Judges praised the Zanzibar-born artist for the “seriousness of themes she addressed”, paying tribute to the “current vitality of Lubaina’s work as well as the current relevance” of it in three decades past.
The winning artist said she felt “like I won it for a lot of people, so that’s why it means a lot.
“For all the black women who never did win it even though they’ve been shortlisted. It feels good for that reason.”
Musician Goldie presented the £25,000 (US$32,000) award at the ceremony in Hull, northern England, to mark its year as UK City of Culture.
The jury made its decision on the back of Himid’s trio of exhibitions in Oxford, Bristol and Nottingham, which showcased her paintings, prints and installations.
Her exhibits on show include wooden figures, a cast of cut-out characters including Margaret Thatcher and Ronald Reagan and a porcelain dinner set painted with images of black slaves.
Himid was one of two artists aged over 50 on the four-person shortlist after age limits were lifted.
The other finalists included Hurvin Anderson, Andrea Buettner and Rosalind Nashashibi.

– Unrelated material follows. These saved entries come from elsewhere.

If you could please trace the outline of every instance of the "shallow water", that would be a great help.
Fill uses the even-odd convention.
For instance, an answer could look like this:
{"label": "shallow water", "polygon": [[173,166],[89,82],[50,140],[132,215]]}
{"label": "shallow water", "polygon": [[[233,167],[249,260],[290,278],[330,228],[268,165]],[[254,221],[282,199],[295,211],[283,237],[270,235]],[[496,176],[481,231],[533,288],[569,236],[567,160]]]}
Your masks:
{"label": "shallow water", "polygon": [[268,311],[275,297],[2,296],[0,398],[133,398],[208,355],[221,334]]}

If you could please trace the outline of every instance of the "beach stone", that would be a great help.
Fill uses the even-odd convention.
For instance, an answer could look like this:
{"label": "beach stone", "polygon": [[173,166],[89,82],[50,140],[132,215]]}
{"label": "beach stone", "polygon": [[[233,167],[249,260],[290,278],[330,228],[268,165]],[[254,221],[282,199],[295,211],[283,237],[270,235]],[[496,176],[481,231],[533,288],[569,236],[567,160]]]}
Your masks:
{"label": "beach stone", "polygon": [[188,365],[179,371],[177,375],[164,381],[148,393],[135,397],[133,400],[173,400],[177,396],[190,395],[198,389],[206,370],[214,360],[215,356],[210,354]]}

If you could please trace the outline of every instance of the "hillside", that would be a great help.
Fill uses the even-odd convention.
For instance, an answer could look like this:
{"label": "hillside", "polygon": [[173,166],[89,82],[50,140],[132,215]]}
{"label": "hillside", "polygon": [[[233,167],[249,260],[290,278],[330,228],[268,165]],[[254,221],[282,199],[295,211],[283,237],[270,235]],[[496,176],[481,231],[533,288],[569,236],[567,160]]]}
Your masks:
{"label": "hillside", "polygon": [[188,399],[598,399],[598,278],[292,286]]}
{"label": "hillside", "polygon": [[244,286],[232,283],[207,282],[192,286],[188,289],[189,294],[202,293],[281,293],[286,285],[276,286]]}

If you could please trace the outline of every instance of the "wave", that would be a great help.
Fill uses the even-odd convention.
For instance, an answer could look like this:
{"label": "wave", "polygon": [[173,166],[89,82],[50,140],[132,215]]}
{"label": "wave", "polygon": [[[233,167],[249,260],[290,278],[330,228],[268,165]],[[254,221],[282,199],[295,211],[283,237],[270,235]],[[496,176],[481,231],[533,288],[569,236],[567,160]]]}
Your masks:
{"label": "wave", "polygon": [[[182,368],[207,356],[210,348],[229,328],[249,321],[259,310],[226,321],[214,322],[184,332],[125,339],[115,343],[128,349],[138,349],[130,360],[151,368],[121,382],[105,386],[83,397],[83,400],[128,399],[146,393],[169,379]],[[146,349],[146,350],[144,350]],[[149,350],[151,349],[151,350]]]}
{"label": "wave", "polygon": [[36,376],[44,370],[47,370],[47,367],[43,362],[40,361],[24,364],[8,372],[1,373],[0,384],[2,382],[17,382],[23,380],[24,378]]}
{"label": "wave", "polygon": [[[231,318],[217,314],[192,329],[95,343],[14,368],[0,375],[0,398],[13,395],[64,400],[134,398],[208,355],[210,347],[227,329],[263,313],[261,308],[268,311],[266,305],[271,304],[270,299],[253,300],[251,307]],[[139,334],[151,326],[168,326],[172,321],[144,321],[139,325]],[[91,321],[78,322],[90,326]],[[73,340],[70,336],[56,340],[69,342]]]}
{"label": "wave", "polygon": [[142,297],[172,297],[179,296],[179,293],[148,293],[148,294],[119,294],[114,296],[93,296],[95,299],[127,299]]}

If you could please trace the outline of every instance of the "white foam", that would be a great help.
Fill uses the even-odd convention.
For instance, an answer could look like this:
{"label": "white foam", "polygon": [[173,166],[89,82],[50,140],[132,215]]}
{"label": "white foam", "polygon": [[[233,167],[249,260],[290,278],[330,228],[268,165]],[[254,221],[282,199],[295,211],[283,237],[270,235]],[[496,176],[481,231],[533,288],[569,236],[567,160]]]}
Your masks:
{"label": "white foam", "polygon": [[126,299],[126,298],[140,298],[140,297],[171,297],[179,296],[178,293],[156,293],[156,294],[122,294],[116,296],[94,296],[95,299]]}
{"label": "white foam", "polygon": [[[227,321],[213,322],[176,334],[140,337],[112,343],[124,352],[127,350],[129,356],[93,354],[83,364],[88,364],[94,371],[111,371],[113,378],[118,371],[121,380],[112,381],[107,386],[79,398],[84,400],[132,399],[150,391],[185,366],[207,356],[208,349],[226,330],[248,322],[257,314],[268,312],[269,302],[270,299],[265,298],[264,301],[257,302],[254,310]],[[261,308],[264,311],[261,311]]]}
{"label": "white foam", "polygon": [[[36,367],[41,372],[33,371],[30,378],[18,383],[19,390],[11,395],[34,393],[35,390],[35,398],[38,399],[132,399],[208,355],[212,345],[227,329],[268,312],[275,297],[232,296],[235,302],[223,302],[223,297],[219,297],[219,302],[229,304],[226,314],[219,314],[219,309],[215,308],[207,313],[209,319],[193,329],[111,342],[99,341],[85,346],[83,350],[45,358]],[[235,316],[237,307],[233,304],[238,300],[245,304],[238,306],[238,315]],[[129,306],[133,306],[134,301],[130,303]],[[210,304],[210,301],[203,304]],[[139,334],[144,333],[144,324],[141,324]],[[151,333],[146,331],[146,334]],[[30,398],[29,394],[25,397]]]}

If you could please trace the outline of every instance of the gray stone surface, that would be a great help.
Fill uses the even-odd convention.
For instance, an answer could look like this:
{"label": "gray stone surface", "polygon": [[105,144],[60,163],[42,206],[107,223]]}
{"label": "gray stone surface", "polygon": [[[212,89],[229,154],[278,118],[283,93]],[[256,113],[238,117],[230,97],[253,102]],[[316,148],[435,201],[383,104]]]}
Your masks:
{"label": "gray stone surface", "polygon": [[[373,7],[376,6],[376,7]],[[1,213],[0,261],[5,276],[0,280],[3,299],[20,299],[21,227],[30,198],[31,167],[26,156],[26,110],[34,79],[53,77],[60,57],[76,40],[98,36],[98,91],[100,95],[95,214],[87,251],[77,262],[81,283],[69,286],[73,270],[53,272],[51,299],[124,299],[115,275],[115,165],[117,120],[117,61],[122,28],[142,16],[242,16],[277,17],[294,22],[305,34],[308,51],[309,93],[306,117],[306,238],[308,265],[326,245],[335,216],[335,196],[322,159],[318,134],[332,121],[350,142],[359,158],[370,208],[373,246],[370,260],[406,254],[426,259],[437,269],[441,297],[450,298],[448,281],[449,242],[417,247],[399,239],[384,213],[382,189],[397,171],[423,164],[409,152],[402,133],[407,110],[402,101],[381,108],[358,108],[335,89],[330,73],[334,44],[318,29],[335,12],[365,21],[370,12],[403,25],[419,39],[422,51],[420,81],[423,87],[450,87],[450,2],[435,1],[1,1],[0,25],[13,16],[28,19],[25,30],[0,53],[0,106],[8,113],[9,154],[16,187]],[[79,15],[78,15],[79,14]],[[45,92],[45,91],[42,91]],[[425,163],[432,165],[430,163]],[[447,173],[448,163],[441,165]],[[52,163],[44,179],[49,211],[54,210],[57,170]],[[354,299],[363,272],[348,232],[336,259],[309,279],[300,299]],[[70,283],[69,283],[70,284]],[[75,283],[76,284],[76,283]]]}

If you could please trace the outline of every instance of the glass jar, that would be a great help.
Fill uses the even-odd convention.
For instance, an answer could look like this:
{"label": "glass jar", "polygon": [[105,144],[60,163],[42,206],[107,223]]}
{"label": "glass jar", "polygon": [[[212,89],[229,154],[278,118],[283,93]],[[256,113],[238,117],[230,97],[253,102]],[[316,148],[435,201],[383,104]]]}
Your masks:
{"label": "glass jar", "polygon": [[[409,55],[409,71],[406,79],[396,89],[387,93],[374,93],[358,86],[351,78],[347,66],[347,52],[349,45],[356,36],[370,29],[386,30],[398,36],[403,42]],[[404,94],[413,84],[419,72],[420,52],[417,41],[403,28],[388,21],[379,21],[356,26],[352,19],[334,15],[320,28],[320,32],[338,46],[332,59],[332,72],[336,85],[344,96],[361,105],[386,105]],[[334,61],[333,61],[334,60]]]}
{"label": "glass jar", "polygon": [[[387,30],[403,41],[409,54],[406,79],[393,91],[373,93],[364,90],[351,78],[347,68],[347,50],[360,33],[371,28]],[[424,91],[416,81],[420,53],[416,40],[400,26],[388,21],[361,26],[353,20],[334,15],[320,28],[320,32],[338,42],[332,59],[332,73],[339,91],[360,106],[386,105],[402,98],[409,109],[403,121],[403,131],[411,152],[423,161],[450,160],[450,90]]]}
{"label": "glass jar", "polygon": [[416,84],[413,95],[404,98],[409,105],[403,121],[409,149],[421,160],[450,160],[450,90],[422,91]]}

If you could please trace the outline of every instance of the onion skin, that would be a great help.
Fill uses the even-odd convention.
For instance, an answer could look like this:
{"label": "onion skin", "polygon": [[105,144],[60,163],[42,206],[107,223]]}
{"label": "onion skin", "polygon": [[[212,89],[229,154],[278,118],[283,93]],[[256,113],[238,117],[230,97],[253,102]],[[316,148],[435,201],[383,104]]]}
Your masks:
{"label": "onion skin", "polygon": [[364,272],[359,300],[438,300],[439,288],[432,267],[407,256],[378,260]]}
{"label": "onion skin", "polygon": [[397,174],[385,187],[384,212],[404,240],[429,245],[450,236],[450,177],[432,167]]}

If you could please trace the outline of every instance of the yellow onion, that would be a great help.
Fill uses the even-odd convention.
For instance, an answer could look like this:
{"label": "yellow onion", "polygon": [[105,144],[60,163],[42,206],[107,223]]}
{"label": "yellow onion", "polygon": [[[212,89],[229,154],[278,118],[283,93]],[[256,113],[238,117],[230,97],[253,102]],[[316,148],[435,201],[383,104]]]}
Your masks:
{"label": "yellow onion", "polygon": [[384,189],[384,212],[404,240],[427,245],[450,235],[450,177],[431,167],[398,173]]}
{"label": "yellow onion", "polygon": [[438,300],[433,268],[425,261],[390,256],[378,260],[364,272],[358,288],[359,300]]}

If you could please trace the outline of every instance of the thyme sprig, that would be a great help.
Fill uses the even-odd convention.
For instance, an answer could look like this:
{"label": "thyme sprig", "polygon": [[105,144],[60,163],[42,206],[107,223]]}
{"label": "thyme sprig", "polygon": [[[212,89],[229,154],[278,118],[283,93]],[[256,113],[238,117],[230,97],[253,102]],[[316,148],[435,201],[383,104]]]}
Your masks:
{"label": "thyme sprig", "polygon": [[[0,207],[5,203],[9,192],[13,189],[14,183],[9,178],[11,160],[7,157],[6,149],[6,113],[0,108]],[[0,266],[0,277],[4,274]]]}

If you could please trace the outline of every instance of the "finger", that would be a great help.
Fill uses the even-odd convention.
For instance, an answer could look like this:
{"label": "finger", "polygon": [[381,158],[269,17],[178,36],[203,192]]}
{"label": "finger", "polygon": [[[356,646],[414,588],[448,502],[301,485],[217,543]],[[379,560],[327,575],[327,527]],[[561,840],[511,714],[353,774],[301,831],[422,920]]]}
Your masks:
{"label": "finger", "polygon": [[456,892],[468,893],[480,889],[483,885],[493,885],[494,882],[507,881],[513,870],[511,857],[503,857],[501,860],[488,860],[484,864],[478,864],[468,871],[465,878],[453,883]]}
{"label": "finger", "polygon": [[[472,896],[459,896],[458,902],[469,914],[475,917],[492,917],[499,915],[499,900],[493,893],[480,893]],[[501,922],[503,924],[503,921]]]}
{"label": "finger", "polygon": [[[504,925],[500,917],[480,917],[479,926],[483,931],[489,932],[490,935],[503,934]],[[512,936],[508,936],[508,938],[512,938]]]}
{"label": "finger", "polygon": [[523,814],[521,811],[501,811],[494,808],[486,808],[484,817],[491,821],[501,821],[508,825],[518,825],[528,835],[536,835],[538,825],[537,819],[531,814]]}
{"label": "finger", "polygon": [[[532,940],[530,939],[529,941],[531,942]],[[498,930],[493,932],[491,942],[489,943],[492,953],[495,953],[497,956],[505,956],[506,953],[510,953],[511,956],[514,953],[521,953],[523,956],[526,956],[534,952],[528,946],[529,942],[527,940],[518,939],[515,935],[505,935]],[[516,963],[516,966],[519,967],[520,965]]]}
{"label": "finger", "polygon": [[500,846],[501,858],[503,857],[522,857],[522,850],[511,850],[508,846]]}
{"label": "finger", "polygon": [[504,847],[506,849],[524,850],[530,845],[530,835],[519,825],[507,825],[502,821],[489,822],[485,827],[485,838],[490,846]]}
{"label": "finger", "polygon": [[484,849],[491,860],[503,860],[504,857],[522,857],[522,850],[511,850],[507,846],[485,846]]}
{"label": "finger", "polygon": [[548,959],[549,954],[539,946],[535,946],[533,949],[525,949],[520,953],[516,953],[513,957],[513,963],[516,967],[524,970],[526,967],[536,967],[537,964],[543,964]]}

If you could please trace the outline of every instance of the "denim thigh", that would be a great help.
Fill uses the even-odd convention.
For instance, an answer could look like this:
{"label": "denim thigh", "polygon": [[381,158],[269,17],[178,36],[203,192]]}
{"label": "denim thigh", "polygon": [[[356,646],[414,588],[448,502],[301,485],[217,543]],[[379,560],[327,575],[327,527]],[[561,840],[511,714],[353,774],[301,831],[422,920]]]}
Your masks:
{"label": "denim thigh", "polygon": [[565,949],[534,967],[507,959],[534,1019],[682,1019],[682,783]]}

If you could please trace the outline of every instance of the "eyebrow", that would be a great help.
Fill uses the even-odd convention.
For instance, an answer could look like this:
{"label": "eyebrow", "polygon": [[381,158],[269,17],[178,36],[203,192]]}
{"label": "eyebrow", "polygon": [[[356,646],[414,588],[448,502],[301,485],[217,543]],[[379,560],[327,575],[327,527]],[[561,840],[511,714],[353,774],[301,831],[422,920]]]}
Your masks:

British painter Anderson’s works use still-life, landscape and portraiture to explore themes of community and identity, drawing upon his Jamaican heritage.
Palestinian-English artist Nashashibi works primarily in 16-millimetre film to present domestic life in the Gaza Strip.
German artist Buettner works in woodcuts, prints, sculpture and video. She has transcribed the finger smudges on her smartphone screen into colourful etchings, worked with nuns and used the fabric of labourers’ jackets to explore ideas of shame and vulnerability.
The jury were “impressed by the seriousness of themes” addressed by Himid, said Alex Farquharson, director of Tate Britain, who chaired the jury.
“They feel they have a lot of resonance in the present – the legacy of colonialism, the different forms racism continues to take,” he added. “But, also, the weird and visual exuberance with which she conveys them.”
The prize is awarded to a Britain-based artist for an outstanding exhibition or presentation of work in the preceding 12 months. The other nominees receive £5,000.
Named after J.M.W. Turner, the British Romanticist landscape painter, the prize has often sparked controversy.
Winners have included Damien Hirst in 1995 with pieces including a rotting cow’s head, and Chris Ofili, who incorporated elephant dung into his paintings in 1998.
Tracey Emin’s My Bed, a stained bed surrounded with detritus, drew huge attention when shortlisted in 1999.